CI-941 is a new synthetic DNA-binding agent selected for phase I clinical evaluation. The drug has broad-spectrum antitumour activity against a number of murine tumours and, in contrast to doxorubicin, is unlikely to induce cardiotoxicity by a free-radical-mediated mechanism. In this study the toxicity and pharmacokinetics of CI-941 were studied in the mouse to enable the implementation of a pharmacokinetically guided dose-escalation strategy in patients. Following a single i.v. bolus injection in mice, CI-941 induced dose-dependent leukopenia. The white blood cell counts were suppressed on day 3 by 18%, 50% and 65% of control, at doses of 10, 15 and 20 mg/kg CI-941, respectively. Other toxicities such as weight loss, alopecia, diarrhoea and convulsions were observed at doses greater than 20 mg/kg. Lethality studies in female Balb-c mice resulted in an LD10 value of 20 mg/kg (95% confidence limits; range, 19-21 mg/kg) and an LD50 value of 22 mg/kg (95% confidence limits; range, 21-23 mg/kg).
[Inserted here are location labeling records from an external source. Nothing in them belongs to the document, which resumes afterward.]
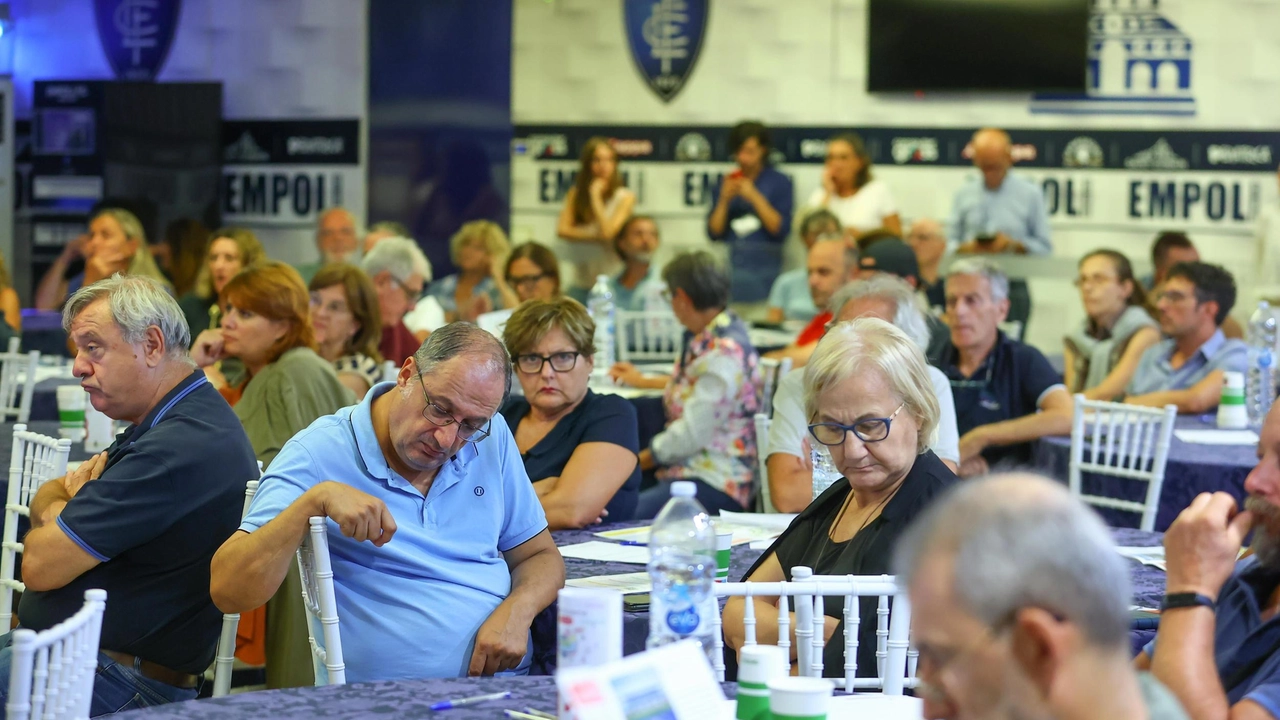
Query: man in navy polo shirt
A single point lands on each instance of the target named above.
(1006, 393)
(458, 559)
(144, 519)
(1219, 641)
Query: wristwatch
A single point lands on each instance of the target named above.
(1176, 600)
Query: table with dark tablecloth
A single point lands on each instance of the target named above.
(1192, 469)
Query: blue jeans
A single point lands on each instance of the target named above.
(115, 687)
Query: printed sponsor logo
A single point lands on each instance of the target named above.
(1239, 154)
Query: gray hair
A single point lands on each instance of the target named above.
(892, 288)
(1022, 541)
(869, 343)
(400, 256)
(464, 338)
(136, 302)
(700, 276)
(982, 267)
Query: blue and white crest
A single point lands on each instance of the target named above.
(136, 35)
(664, 37)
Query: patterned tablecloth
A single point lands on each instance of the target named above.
(1192, 469)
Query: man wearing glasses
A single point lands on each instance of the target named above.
(440, 550)
(1185, 369)
(1034, 629)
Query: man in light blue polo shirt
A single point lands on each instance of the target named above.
(1185, 369)
(457, 560)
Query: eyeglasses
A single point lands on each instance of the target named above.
(533, 364)
(872, 429)
(525, 281)
(438, 417)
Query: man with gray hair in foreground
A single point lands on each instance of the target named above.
(144, 519)
(1019, 609)
(442, 555)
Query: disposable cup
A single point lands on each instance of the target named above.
(799, 698)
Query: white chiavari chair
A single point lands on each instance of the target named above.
(17, 382)
(36, 459)
(51, 671)
(321, 604)
(895, 662)
(1124, 441)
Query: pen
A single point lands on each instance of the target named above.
(461, 702)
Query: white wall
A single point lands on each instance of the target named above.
(803, 63)
(297, 59)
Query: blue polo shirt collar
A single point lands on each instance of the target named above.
(375, 463)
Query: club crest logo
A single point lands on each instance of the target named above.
(137, 35)
(664, 37)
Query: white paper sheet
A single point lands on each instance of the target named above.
(607, 552)
(625, 583)
(1217, 437)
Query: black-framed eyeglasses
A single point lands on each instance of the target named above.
(869, 429)
(438, 417)
(525, 281)
(533, 364)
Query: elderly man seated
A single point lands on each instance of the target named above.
(790, 473)
(1219, 639)
(142, 519)
(1033, 629)
(400, 273)
(1185, 369)
(440, 550)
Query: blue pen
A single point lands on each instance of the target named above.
(465, 701)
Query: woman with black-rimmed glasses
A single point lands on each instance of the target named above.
(869, 400)
(580, 449)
The pharmacokinetics of CI-941 were studied at four dose levels from 1/10 of the LD10 to the LD10 (20 mg/kg). The drug was rapidly cleared from the plasma (250-400 ml/min per kg) at a rate approaching the cardiac output of mice, displaying triphasic plasma pharmacokinetics. The area under the plasma CI-941 concentration vs time curve (AUC) was linear with respect to the dose, up to and including 15 mg/kg (AUC = 110 microM x min at 15 mg/kg), but became non-linear at 20 mg/kg (AUC = 277 microM x min). Despite 80%-84% plasma protein binding, CI-941 was rapidly and extensively distributed into tissues, especially the kidney. Following i.v. bolus injections at doses of 1.5 and 15 mg/kg, elimination of the parent compound by urinary excretion accounted for 12%-18% of the delivered dose. A phase-I starting dose (based on that equivalent to 1/10 of the LD10 in the mouse) of 5 mg/m2 CI-941 is recommended for single administration schedules. In addition, a pharmacokinetically guided dose-escalation strategy, based on achieving a target AUC of 110 microM x min, is proposed.